Friedreich Ataxia is a slow, progressive disorder of the nervous system and muscles, which results in an inability to coordinate voluntary muscle movements (ataxia). The onset of symptoms is gradual and progressive – affecting the person’s coordination, mobility, speech, and heart function. Onset of symptoms occurs between 5-15 years of age, however can appear as early as 18 months or as late as 40 years of age. It is a rare condition, with one in 50,000 affected and females and males equally. The cause of FA is an altered gene, affecting the production of a protein called frataxin. The reduction in the amount of frataxin affects muscle and nerve cells resulting in cell damage and cell death. Gradual loss of function occurs as a result of this damage.

Signs and Symptoms of FA usually become noticeable during the early teenage years, though this can vary. The first symptoms are usually difficulty with balance and impaired coordination in the arms and legs.
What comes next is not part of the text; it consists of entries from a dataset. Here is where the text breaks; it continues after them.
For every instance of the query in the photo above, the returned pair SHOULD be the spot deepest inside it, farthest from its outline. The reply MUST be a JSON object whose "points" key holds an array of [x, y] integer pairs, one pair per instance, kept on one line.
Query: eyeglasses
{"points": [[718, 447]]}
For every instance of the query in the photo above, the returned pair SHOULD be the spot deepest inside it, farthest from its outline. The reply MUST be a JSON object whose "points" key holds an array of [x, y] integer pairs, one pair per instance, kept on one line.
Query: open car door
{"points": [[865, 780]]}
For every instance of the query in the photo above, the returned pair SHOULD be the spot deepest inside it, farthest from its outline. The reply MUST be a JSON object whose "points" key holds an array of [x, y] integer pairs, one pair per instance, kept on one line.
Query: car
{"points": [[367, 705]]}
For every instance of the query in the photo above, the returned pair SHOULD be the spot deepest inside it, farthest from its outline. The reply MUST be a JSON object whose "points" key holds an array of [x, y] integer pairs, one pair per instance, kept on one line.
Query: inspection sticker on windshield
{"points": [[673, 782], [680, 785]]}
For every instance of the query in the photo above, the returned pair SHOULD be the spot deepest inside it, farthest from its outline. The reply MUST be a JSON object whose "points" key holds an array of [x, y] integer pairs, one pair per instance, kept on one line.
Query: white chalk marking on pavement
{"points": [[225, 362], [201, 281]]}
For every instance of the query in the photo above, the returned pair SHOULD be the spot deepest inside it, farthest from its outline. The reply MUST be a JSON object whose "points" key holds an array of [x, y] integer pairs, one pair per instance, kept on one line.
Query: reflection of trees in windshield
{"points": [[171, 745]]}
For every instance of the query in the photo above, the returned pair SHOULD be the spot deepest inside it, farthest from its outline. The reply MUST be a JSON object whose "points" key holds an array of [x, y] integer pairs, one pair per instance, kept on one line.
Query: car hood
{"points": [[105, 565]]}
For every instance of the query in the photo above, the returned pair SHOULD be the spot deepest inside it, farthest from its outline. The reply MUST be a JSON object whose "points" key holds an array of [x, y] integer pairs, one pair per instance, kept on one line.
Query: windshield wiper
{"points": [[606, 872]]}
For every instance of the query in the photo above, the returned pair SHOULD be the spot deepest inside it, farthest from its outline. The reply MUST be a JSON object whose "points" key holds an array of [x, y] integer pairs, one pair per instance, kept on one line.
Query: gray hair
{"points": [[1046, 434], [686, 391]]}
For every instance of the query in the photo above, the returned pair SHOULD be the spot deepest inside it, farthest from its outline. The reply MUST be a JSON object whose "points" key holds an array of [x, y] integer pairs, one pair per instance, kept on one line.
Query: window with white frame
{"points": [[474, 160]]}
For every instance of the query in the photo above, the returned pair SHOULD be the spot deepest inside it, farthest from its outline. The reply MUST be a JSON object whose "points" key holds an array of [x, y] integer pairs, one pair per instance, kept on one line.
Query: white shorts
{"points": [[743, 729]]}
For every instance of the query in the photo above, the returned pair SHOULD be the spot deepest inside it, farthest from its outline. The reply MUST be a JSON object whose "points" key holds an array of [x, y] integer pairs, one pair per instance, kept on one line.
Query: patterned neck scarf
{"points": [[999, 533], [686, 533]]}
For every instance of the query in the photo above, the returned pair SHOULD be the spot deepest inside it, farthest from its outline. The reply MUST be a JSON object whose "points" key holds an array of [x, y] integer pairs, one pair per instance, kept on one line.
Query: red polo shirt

As time goes on, other symptoms occur such as; fatigue, slurred speech, hearing loss, aggressive scoliosis (curvature of the spine), pes cavus (high arches in the feet), diabetes mellitus (insulin – dependent, in 20% of people with FA) and serious heart conditions, including hypertrophic cardiomyopathy and arrthymias.
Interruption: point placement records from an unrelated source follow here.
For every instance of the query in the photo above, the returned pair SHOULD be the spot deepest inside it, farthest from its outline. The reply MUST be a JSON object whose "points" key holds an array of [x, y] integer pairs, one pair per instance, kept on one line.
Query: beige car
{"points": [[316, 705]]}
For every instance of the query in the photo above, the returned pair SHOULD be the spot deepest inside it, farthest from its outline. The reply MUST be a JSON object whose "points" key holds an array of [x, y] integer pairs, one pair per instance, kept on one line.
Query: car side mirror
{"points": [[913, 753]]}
Up to 1 in 90 people in New Zealand are carriers of the gene and when both parents are carriers (and show no symptoms of the condition) there is a 1 in 4 chance of having a child with FA as the altered gene is recessive. This means there can be more than one child in a family with FA though there may be no family history of the condition.

The Friedreich Ataxia Research Association New Zealand (FARA NZ) is a charitable organisation set up to improve the quality of life for people diagnosed with FA, by supporting them and their families and to assist the funding of scientific research to treat this rare neurological degenerative condition.

FARA’s primary objective is to raise funds to support international research and to accelerate patients into clinical trials for new therapies in order for us to find a cure for Friedreich Ataxia.